Regulatory harmonization would benefit industry development. Current state-by-state variations in battery handling requirements create compliance complexity for companies operating across multiple jurisdictions. National standards for collection, transportation, and processing could streamline operations while maintaining high environmental and safety protections. Policymakers should look to successful models like the European Union’s comprehensive battery regulations, which establish clear recovery rate targets and producer responsibility frameworks.

The Strategic Imperative of Domestic Battery Recycling

As the US-China trade war continues to expose vulnerabilities in critical mineral supply chains, battery recycling represents a strategic imperative for national security and economic competitiveness. The circular economy approach embodied by domestic recycling operations offers a pathway to reduce dependence on foreign sources while advancing environmental sustainability goals and creating domestic jobs.

Companies like American Li-ion demonstrate that commercial-scale battery recycling is achievable today, not merely a future aspiration.

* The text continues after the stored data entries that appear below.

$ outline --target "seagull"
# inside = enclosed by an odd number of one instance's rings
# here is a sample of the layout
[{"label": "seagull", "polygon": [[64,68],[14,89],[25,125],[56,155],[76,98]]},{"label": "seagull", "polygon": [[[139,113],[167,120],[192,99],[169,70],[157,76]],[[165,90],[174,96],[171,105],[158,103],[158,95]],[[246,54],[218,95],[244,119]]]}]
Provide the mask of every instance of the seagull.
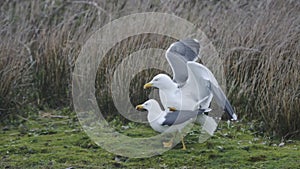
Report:
[{"label": "seagull", "polygon": [[173,79],[166,74],[158,74],[144,85],[144,89],[158,88],[165,110],[203,109],[207,114],[211,110],[209,107],[212,98],[215,97],[218,106],[231,119],[237,120],[237,115],[213,73],[203,64],[196,62],[199,48],[199,42],[195,39],[180,40],[171,44],[166,58],[172,68]]},{"label": "seagull", "polygon": [[[163,111],[160,108],[159,103],[154,99],[150,99],[144,102],[143,104],[137,105],[136,109],[148,111],[147,120],[153,130],[160,133],[176,132],[176,134],[181,133],[181,130],[187,124],[195,121],[196,118],[197,118],[196,122],[203,120],[201,118],[198,119],[198,117],[205,112],[204,109],[199,109],[196,111],[191,111],[191,110]],[[207,123],[207,125],[211,125],[211,123]],[[211,126],[208,127],[211,128]],[[173,145],[173,139],[175,138],[175,136],[169,142],[163,142],[164,147],[171,147]],[[182,143],[182,149],[186,150],[183,137],[181,137],[181,143]]]}]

By processing batteries from collection through final material production entirely within the United States, these operations keep strategic materials under domestic control while building the infrastructure needed to support growing electric vehicle adoption and renewable energy deployment.

The convergence of federal policy support, technological innovation, and market forces creates favorable conditions for rapid industry expansion. The Bipartisan Infrastructure Law and Inflation Reduction Act provide financial incentives that improve recycling economics. Advances in hydrometallurgy, direct recycling, and automated processing enhance efficiency and material recovery rates. Growing awareness of supply chain risks motivates battery manufacturers and automakers to partner with domestic recyclers.

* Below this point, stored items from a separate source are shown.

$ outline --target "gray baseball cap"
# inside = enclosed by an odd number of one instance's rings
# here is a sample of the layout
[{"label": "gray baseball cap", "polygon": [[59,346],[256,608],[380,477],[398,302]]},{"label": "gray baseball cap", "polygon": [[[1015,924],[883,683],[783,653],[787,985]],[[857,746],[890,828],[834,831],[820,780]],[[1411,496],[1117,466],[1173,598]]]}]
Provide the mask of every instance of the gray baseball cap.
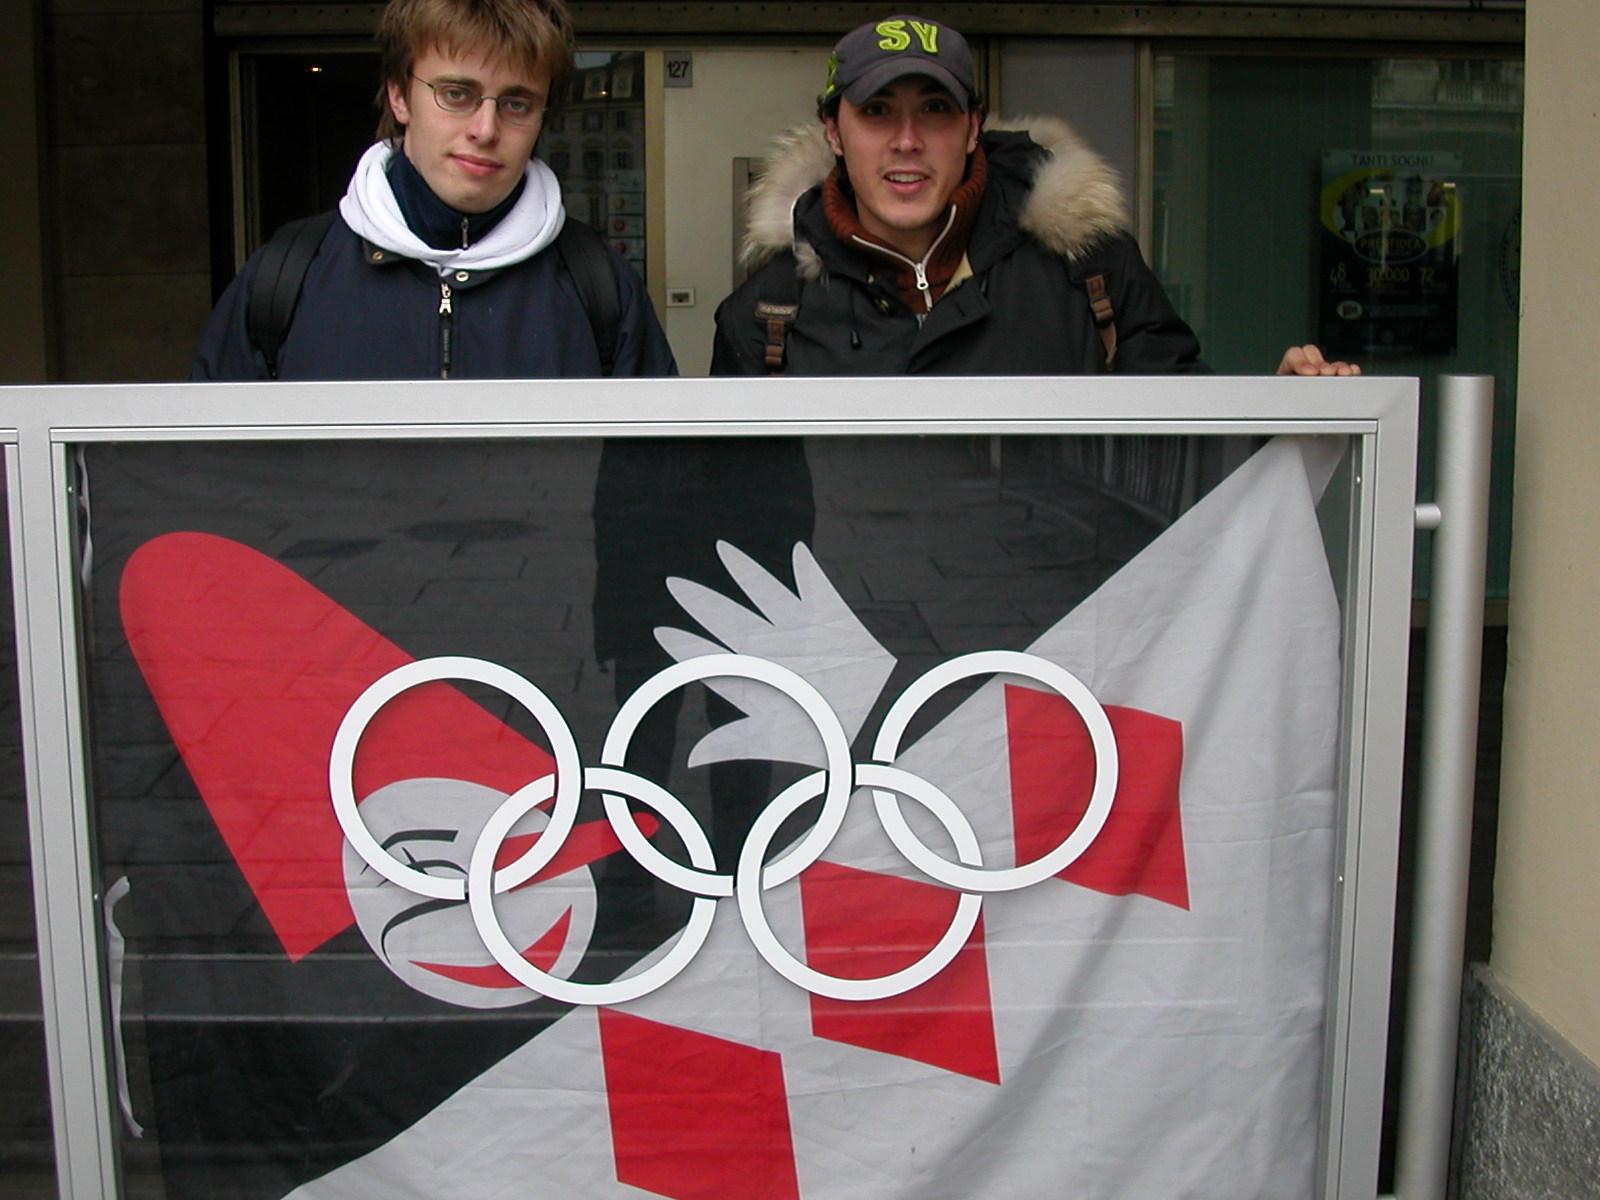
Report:
[{"label": "gray baseball cap", "polygon": [[926,75],[955,98],[961,110],[971,107],[972,50],[950,26],[926,17],[886,17],[852,29],[828,57],[828,82],[817,97],[827,107],[843,96],[865,104],[883,88],[906,75]]}]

Success requires coordinated action across stakeholders. Policymakers must maintain and expand funding for recycling infrastructure while working toward regulatory harmonization. Battery manufacturers should design products with end-of-life recyclability in mind. Consumers need accessible collection options and clear information about proper battery disposal. Investors should recognize the strategic value of recycling operations beyond immediate financial returns.

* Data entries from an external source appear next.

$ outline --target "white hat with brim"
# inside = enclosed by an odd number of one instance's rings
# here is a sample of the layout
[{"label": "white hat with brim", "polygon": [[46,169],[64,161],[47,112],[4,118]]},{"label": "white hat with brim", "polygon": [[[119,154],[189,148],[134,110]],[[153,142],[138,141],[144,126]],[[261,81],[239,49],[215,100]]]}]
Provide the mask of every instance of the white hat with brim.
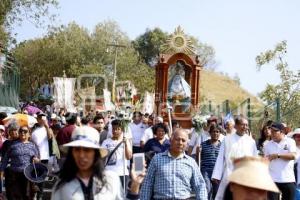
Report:
[{"label": "white hat with brim", "polygon": [[259,157],[243,157],[234,161],[235,170],[229,182],[259,190],[279,193],[269,173],[267,161]]},{"label": "white hat with brim", "polygon": [[296,128],[293,132],[288,133],[287,136],[288,137],[293,137],[296,134],[300,135],[300,128]]},{"label": "white hat with brim", "polygon": [[77,127],[72,133],[71,142],[64,144],[63,147],[99,149],[101,157],[103,158],[108,155],[108,150],[100,147],[99,140],[99,133],[96,129],[89,126]]}]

The US-China trade war has revealed uncomfortable truths about American dependence on foreign sources for materials essential to both national defense and clean energy futures. Battery recycling through circular economy principles offers a practical solution—one that strengthens supply chain resilience, supports domestic manufacturing, reduces environmental impacts, and advances energy independence. As trade tensions persist and critical mineral demand grows, investing in comprehensive battery recycling infrastructure is not optional but essential for securing America’s economic and strategic interests in the decades ahead.

By embracing circular economy models and supporting companies like American Li-ion that are building domestic recycling capacity, the United States can transform a strategic vulnerability into a competitive advantage—creating a sustainable, secure, and economically vibrant battery supply chain that serves the nation’s long-term interests.